Humans have trillions of bacterial cells in their digestive tracts, and while scientists believe that these populations change and evolve over time, there has been little opportunity to observe this. The OpenBiome organization collects stool samples for research and therapeutic purposes.
For most of their analysis, the researchers focused on microbes found in about a dozen individuals who had provided samples over an extended period, up to two years.
“That was a unique opportunity, and we thought that would be a great set of individuals to really try to dig down and characterize the microbial populations more thoroughly,” Alm said. “To date there hadn’t been a ton of longitudinal studies, and we wanted to make that a key focus of our study, so we could understand what the variation is day-to-day.”
The researchers were able to isolate a total of 7,758 strains from the six major phyla of bacteria that dominate the human GI tract. For 3,632 of these strains, the researchers sequenced their full genomes, and they also sequenced partial genomes of the remaining strains.
Analyzing how microbial populations changed over time within single hosts allowed the researchers to discover some novel interactions between strains. In one case, the researchers found three related strains of Bacteroides vulgatus coexisting within a host, all of which appeared to have diverged from one ancestor strain within the host. In another case, one strain of Turicibacter sanguinis completely replaced a related strain of the same species nearly overnight.
“This is the first time we’re getting a glimpse of these really different dynamics,” Alm said.

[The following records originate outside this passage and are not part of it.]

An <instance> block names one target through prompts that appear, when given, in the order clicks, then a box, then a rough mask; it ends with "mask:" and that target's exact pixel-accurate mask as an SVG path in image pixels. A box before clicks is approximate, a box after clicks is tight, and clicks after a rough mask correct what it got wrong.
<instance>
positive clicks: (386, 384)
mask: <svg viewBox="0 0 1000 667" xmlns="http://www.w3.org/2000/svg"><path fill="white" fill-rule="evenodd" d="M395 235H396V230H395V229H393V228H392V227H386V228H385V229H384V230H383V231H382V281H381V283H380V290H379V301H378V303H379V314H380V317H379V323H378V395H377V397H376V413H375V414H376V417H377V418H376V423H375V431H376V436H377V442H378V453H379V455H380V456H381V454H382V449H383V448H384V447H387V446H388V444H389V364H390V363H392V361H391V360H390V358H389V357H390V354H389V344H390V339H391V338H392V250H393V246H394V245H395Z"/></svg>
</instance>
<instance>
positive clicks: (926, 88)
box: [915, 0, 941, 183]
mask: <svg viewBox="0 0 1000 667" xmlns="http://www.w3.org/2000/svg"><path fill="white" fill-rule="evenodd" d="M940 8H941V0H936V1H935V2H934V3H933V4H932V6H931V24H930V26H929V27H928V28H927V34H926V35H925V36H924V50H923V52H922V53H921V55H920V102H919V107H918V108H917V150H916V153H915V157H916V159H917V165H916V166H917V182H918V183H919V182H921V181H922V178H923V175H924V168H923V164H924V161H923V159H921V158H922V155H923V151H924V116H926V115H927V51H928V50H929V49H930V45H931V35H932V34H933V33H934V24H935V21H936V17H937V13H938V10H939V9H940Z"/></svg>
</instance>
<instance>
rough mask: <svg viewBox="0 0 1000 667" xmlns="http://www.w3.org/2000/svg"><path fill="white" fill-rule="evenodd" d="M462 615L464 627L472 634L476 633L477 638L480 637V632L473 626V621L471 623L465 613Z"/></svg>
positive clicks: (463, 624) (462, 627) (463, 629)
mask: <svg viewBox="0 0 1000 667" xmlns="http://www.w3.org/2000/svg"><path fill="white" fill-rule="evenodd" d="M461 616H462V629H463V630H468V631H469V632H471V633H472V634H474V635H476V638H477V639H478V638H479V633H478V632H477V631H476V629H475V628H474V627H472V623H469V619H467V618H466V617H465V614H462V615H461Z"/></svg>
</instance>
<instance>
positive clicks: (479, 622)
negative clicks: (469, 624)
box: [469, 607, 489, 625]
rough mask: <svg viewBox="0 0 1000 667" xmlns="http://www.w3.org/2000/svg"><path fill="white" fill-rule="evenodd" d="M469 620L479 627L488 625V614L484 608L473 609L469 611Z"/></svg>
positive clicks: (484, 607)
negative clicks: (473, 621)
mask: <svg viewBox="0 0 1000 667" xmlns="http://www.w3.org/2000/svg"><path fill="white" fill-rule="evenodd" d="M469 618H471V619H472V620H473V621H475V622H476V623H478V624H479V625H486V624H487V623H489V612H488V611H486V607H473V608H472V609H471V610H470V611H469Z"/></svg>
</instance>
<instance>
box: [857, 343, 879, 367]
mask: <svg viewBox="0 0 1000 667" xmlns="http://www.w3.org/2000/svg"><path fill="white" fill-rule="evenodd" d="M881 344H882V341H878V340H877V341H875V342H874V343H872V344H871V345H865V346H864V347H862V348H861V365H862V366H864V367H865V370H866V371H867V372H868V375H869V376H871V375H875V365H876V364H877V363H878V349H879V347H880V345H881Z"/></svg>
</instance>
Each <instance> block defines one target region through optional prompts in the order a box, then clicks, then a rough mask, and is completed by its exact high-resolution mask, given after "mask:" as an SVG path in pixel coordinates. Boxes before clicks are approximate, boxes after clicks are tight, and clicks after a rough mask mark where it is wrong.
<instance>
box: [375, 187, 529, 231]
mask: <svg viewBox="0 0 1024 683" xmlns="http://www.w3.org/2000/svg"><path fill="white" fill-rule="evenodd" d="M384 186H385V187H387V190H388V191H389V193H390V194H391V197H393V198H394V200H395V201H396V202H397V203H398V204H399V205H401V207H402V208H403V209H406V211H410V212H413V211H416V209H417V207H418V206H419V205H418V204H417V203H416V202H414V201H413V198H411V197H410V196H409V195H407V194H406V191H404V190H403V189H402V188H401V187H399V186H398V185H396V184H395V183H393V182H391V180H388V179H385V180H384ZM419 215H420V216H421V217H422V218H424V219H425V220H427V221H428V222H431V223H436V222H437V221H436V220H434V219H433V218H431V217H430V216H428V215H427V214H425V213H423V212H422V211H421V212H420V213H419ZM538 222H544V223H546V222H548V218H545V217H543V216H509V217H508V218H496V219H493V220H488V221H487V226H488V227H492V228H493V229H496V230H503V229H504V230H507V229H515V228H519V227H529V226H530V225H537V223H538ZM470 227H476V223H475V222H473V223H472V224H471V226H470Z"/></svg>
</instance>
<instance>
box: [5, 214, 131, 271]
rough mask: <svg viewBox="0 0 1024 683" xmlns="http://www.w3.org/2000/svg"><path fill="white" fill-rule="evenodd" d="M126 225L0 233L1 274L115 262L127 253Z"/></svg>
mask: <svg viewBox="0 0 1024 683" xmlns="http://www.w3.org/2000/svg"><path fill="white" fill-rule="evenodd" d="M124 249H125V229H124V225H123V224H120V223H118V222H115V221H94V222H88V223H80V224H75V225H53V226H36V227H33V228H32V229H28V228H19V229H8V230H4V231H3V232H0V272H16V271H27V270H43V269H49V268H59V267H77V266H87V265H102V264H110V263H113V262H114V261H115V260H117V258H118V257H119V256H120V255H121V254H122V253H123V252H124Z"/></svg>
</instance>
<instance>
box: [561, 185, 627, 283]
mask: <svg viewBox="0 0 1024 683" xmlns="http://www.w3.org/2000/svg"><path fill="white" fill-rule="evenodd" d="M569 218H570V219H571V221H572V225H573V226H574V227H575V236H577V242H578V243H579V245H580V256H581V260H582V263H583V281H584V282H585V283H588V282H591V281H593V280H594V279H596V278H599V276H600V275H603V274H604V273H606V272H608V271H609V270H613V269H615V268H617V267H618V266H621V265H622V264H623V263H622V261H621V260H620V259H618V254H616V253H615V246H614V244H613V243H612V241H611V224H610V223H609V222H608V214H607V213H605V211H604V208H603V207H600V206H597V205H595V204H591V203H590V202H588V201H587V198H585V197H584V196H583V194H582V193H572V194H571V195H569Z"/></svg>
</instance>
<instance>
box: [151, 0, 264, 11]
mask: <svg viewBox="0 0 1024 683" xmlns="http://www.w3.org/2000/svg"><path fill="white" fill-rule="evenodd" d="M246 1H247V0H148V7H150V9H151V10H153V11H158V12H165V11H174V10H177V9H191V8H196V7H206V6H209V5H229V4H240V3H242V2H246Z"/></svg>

The researchers also measured the quantities of many metabolites found in the stool samples. This analysis revealed that variations in amino acid levels were closely linked with changes in microbial populations over time within a single person. However, differences between the composition of microbial populations in different people were more closely associated with varying levels of bile acids, which help with digestion.
The researchers don’t know exactly what produces these differences in amino acid and bile acid levels but say they could be influenced by diet—a connection that they hope to investigate in future studies. They have also made all of their data available online and are offering samples of the strains of bacteria they isolated, allowing other scientists to study the functions of these strains and their potential roles in human health.
“Comprehensive and high-resolution collections of bacterial isolates open the possibility to mechanistically investigate how our lifestyle shapes our gut microbiome, metabolism, and inflammation. We aim to provide such a resource to the research community worldwide, including to lower-income research institutions,” said MIT research associate Mathieu Groussin, PhD, one of the lead authors of the paper.
The researchers have also begun a larger-scale project to collect microbiome samples from a greater diversity of populations around the world. They are especially focusing on underrepresented populations who live in nonindustrialized societies, as their diet and microbiomes are expected to be very different from those of people living in industrialized societies.
“It may be that as populations that have been living traditional lifestyles start to switch to a more industrialized lifestyle, they may lose a lot of that biodiversity. So one of the main things we want to do is conserve it, and then later we can go back and characterize it as well,” noted Alm.